Maglev consistent hashing in Rust

Andreas Hohmann July 22, 2024 #maglev #hashing #rust #networking

In a paper published in 2016, a group of Google engineers describes Google's network load load balancer called Maglev. This system uses a new (at the time) consistent hashing algorithm to select the target that a packet is sent to. This algorithm is now commonly known as "Maglev consistent hashing" and offered by several load balancers including Envoy. This post explores an implementation of this algorithm in Rust.

Before diving into the implementation, let's rehash (pun intended) the algorithm and the problem that it's trying to solve. Given an incoming packet, a load balaner has to select one of potentially many target servers to forward the packet to.

Using slightly more generic language, we have to send some input to a target. The input can be a packet (for a network load balancer) or an application layer request (for an application load balancer). The input has some characteristic fields that the load balancer uses for its decisions. In case of an IP packet, we have the 3-tuple consisting of source IP, destination IP, and transport protocol. In case of a TCP or UDP packet, we have the 5-tuple consisting of source IP, source port, destination IP, destination port, and application protocol.

These fields identify the service that should handle the input. The destination IP of an IP packet, for example, is often a virtual IP (VIP) of a particular service (typically obtained via DNS from the service's domain name), and the load balancer has to send the packet to a target that hosts this service.

For the discussion here we are going to assume that all targets can process all inputs. However, some target servers may be more powerful than others. We model this by giving each target a (small) non-negative integer weight. It's the load balancer's job to distribute the inputs fairly among the targets based on these weights.

Inputs with the same characteristic fields should be sent to the same target. In case of TCP, the packets will be part of a TCP connection (after the TCP handshake), but even in case of UDP and other connection-less IP protocols, this kind of target affinity helps to take advantage of caching and other techniques that work best if the target that a client talks to stays the same.

The load balancer itself may consist of multiple physical servers (instances) that the packets are routed to by network devices such as hardware routers and switches. Packets with the same characteristic tuple will not necessarily be processed by the same load balancer instance, but the outcome (which target is picked) should be the same. We would like to achieve this without complex synchronization between the load balancers. Ideally, each load balancer instance should be able to operate independently.

The set of targets may change as servers are added or removed, whether due to deliberate changes or unexpected events (crashes, hardware failures).
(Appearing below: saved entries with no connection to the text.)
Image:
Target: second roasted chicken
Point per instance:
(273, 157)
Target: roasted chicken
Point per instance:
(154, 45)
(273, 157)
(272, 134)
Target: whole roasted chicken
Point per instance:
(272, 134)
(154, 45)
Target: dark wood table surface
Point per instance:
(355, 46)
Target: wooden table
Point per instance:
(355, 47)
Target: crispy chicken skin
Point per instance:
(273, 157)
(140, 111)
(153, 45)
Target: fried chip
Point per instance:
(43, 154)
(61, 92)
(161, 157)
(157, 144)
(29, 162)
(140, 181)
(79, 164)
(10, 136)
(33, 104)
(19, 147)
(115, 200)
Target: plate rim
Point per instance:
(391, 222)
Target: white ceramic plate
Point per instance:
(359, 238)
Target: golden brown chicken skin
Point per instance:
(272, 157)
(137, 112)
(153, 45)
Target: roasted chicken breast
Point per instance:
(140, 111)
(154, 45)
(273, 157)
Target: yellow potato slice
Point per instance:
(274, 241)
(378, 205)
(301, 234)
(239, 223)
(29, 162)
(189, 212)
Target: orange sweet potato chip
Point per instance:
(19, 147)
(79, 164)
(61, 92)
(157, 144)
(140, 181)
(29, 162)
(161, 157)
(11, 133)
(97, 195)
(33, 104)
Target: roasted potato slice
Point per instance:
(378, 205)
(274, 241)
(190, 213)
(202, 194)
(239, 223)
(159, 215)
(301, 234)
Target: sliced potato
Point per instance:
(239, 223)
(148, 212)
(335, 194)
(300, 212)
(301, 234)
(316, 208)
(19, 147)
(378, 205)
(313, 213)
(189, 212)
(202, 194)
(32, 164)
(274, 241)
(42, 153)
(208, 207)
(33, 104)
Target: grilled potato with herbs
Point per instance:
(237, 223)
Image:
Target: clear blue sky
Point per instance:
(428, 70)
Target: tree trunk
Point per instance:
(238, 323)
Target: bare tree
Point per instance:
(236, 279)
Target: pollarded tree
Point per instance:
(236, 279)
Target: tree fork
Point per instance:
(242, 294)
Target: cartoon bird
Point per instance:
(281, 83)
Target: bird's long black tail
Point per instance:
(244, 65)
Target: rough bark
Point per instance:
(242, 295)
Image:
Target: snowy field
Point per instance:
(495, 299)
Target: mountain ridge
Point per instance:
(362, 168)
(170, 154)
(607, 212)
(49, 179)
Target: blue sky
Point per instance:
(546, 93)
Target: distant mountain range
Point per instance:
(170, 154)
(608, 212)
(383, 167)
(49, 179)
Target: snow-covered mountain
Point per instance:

These changes should have minimal impact on existing connections.

Taken together, the target selection algorithm should support the following requirements:

  1. distribute the inputs to the targets according to their weights
  2. send inputs with the same characteristic tuple to the same target
  3. pick the same target for the same input on all load balancer instances
  4. don't require synchronization between load balancer instances
  5. be efficient (in terms of memory and computation)

Of course, it's impossible to satisfy all these requirements perfectly. If a target is removed, we cannot sent packets to it anymore and therefore have to violate the second requirement, but we can at least try to minimize the impact of such changes on existing assignments. Similarly, different load balancer instances may have different information about the targets and may therefore compute different assignments.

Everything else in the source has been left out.